Experts Lounge
The American pricing system different from many others
In the case of the UK, the Netherlands, and Spain, the government through a regulatory framework negotiates with pharmaceutical manufacturers about how much they will pay.
Each country uses a different process to balance drug companies’ pursuit of profit with the public’ s interest in making useful treatments widely available and affordable.
This process takes into account the therapeutic value offered by the drug at the cost to which this product is proposed to be offered by the manufacturer, providing a uniform scale of measure in terms of cost-effectiveness.
UK, for instance, runs its process through the National Institute for Clinical Excellence( NICE). The role of NICE is to determine at what point a new treatment is cost-effective; it conducts many analyses each year, on drugs and surgeries and scanning devices. Through its findings, it advises manufacturers the price the government is willing to pay for the product or service.
... in Kenya and many other African countries, there are no legal or regulatory provisions affecting the pricing of medicines...
In the US, there is no such negotiation process; in fact, the Federal law bars Medicare, the country’ s largest insurance plan, from negotiating any discounts with pharmaceutical manufacturers. For US, once a pharmaceutical company sets its price, Medicare is required to accept it.
In Kenya and many other African countries, there are no legal or regulatory provisions affecting the pricing of medicines.
In this regard manufacturers are free to vary their prices subject to what the market can take up. With the deepening and expanding scope of coverage by NHIF as well as growth of private health insurance schemes, pharmaceutical companies may be tempted to increase prices, especially for products still under patent protection, in order to exploit the opportunity to grow revenues. The US case must be seen as a warning in this regard.
Take homes from the US
1. While lack of life-saving medicines has been a feature in resource – constrained settings for many years, the recent trend of escalating prices of pharmaceuticals has started to hinder access in industrialised countries too.
2. Monopolies increases prices and limit access. Monopolies caused by patents on new medicines or where there is only a single producer for an older off-patent neglected medicines, which is now used as specialty medicine, are the most important reasons for high prices and lack of affordability and access to essential medicines.
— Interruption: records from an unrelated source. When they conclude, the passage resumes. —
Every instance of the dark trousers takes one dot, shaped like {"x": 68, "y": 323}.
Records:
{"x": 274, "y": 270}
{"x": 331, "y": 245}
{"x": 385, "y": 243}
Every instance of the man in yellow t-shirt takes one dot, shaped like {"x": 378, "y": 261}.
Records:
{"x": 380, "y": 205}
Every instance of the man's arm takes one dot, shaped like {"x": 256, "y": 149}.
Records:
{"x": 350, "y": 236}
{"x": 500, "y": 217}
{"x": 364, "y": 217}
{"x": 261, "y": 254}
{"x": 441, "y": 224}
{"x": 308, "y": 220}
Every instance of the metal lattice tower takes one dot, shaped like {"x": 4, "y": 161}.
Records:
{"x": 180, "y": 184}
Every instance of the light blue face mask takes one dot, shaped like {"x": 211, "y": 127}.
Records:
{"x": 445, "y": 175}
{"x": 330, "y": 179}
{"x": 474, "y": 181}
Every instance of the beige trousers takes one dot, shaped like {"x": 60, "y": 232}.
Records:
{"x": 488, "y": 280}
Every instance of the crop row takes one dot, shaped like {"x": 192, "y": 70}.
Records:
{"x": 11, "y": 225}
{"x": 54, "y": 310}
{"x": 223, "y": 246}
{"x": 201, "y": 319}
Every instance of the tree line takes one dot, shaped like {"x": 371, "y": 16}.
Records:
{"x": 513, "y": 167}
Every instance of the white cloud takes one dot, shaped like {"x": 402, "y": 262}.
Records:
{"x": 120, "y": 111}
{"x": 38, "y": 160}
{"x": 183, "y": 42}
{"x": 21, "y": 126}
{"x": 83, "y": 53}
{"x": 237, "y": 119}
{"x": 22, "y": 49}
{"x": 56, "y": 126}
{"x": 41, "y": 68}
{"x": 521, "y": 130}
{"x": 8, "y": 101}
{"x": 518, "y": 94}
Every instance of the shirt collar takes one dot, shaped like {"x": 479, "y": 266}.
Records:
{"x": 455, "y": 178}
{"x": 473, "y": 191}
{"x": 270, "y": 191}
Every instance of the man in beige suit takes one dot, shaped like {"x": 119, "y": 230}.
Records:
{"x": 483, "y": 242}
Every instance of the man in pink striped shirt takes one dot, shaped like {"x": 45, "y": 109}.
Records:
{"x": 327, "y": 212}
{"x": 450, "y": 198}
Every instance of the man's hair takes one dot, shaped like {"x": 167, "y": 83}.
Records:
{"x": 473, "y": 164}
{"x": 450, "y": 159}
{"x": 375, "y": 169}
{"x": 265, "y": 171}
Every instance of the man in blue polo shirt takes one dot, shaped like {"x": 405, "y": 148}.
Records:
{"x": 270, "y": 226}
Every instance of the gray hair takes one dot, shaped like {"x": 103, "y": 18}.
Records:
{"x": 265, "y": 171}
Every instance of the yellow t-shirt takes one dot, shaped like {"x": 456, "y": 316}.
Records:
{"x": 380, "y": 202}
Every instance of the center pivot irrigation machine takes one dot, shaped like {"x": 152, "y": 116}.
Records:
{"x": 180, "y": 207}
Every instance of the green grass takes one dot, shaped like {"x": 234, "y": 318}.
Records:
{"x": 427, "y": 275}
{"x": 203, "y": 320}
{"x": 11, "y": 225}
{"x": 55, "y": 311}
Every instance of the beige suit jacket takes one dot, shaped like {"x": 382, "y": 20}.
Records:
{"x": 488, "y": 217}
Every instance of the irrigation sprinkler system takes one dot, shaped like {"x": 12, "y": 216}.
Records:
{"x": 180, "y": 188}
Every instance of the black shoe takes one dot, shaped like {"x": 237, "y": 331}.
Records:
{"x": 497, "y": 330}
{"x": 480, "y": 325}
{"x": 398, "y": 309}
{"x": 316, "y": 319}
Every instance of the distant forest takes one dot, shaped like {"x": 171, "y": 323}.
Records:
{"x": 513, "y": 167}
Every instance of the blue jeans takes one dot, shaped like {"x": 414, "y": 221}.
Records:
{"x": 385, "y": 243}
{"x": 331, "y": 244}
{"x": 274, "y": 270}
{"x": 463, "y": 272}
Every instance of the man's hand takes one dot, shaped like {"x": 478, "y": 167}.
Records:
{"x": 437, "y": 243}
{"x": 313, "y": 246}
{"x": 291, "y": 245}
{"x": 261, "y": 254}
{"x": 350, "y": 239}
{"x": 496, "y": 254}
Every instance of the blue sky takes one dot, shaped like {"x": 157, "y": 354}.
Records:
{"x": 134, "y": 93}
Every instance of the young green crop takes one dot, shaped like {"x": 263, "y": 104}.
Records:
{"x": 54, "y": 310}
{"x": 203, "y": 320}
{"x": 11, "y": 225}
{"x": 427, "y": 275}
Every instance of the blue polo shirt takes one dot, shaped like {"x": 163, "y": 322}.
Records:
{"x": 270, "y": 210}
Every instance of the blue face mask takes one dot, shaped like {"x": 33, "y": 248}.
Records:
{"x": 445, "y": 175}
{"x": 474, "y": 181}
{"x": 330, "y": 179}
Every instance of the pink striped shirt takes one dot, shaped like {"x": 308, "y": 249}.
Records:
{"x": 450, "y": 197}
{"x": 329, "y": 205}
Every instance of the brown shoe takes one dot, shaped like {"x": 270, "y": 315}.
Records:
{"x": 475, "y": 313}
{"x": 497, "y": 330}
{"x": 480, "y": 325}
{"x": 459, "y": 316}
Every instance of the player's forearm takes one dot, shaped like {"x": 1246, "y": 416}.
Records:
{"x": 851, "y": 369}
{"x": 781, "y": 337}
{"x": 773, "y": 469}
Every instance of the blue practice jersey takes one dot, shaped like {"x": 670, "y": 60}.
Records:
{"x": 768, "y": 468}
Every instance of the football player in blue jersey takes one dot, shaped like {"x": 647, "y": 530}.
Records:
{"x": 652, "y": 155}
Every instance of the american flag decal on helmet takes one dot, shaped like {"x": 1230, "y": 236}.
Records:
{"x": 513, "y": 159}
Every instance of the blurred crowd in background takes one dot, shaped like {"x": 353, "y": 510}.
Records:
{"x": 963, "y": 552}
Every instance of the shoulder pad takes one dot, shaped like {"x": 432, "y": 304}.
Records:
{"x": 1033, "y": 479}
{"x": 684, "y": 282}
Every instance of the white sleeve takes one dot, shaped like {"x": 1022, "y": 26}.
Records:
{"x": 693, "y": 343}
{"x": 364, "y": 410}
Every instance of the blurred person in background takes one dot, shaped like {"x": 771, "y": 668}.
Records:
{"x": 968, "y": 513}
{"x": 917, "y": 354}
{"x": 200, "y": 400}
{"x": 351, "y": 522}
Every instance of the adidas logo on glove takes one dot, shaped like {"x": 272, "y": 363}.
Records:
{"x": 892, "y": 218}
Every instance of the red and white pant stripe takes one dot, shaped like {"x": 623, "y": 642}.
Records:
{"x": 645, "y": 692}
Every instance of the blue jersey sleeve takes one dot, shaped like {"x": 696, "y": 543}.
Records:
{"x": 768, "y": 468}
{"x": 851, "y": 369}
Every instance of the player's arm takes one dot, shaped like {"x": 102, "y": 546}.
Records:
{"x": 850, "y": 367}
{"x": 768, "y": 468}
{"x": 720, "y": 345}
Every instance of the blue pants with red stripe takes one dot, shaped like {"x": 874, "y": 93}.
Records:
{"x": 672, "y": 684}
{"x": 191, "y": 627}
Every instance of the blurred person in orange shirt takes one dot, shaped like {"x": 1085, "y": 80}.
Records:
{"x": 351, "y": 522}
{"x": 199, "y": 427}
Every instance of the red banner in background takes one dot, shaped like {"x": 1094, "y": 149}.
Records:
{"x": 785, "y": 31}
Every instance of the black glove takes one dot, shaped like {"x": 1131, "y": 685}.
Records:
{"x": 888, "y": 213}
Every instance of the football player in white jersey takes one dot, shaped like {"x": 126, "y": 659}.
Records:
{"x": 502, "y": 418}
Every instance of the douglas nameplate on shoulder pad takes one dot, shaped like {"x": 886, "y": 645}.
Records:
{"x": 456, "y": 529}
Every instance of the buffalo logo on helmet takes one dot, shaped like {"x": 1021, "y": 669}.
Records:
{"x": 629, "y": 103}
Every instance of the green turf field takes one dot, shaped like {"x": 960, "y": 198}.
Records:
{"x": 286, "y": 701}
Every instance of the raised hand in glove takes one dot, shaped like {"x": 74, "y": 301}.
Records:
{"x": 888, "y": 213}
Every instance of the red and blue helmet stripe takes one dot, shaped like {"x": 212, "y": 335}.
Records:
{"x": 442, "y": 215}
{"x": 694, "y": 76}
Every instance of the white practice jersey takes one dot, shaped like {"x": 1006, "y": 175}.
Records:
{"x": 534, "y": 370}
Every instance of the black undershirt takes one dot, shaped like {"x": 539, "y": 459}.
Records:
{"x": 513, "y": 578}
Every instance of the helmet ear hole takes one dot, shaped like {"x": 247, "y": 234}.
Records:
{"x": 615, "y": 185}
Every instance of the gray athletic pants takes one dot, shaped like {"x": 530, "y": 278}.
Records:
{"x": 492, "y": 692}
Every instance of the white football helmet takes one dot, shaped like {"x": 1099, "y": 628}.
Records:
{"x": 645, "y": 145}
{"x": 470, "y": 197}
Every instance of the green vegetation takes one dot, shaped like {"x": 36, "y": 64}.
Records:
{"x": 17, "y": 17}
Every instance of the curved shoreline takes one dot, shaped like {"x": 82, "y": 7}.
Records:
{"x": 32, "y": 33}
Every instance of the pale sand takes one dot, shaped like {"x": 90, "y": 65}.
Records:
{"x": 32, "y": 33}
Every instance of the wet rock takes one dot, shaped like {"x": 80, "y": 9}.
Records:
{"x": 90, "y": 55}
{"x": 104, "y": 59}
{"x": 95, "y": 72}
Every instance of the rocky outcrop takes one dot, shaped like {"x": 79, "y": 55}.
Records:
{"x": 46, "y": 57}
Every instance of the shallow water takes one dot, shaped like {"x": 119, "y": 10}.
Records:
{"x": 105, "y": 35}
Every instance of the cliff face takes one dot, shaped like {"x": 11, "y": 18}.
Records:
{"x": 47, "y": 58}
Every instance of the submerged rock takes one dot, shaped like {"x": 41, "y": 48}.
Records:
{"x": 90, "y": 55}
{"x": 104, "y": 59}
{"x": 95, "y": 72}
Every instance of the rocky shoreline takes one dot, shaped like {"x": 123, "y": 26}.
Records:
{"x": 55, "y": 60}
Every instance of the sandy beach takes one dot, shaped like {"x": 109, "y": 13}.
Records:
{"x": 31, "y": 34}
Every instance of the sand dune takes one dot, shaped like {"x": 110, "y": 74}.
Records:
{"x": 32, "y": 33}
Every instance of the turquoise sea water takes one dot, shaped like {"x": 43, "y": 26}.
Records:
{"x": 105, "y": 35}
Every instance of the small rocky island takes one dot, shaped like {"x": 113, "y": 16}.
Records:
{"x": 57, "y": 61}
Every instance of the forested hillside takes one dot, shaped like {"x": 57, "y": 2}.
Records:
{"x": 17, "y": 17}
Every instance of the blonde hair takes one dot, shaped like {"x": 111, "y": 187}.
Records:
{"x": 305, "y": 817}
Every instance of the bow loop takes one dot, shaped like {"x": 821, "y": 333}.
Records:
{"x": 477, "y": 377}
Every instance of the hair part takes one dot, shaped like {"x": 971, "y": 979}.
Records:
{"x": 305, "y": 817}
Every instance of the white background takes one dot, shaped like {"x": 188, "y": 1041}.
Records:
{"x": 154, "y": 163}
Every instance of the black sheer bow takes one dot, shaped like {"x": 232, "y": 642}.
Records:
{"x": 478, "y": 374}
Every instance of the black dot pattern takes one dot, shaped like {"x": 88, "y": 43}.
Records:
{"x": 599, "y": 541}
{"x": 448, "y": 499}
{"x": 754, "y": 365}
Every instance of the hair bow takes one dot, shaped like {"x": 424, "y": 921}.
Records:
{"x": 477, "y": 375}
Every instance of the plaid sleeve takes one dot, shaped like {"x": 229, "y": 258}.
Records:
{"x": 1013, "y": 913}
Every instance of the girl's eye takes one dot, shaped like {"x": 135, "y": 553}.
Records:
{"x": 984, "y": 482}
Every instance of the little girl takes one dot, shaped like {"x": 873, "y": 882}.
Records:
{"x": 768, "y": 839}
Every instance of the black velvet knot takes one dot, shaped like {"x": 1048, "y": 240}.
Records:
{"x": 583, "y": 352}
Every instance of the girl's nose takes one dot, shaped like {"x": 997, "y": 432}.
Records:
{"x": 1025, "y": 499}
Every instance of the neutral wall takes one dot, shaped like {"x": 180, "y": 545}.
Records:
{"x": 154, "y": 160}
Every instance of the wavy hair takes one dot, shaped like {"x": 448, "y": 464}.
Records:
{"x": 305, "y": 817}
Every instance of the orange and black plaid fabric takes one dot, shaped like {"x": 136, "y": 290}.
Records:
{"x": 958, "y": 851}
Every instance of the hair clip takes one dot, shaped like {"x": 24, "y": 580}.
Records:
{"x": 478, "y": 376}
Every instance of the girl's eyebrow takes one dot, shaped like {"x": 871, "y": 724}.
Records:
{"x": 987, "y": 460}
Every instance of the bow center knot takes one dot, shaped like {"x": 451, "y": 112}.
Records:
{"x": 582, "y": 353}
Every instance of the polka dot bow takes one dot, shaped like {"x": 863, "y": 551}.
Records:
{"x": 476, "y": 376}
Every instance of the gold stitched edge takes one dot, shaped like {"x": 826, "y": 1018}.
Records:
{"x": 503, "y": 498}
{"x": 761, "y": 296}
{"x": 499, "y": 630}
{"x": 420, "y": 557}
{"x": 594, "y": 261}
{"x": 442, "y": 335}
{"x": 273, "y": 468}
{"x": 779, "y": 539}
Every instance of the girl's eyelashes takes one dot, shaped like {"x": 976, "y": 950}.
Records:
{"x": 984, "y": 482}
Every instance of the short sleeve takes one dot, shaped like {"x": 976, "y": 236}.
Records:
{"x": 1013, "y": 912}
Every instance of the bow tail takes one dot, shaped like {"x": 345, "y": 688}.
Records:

3. In markets which lack regulatory mechanisms for price determination, the price of medicines is neither related to research and development nor to production costs. Under these circumstances, pricing of medicines reflects what the unregulated market can afford to take up.
4. Lack of access to medicines include the extent essential drugs are not available and or not affordable for patients who need them. For instance, pharmaceutical companies consider orphaned diseases not to be viable commercially owing to the small number of potential users; in the event a company opts to produce such medicines which target narrow markets, they would price them very high. This is one of the factors driving the escalating costs in many markets.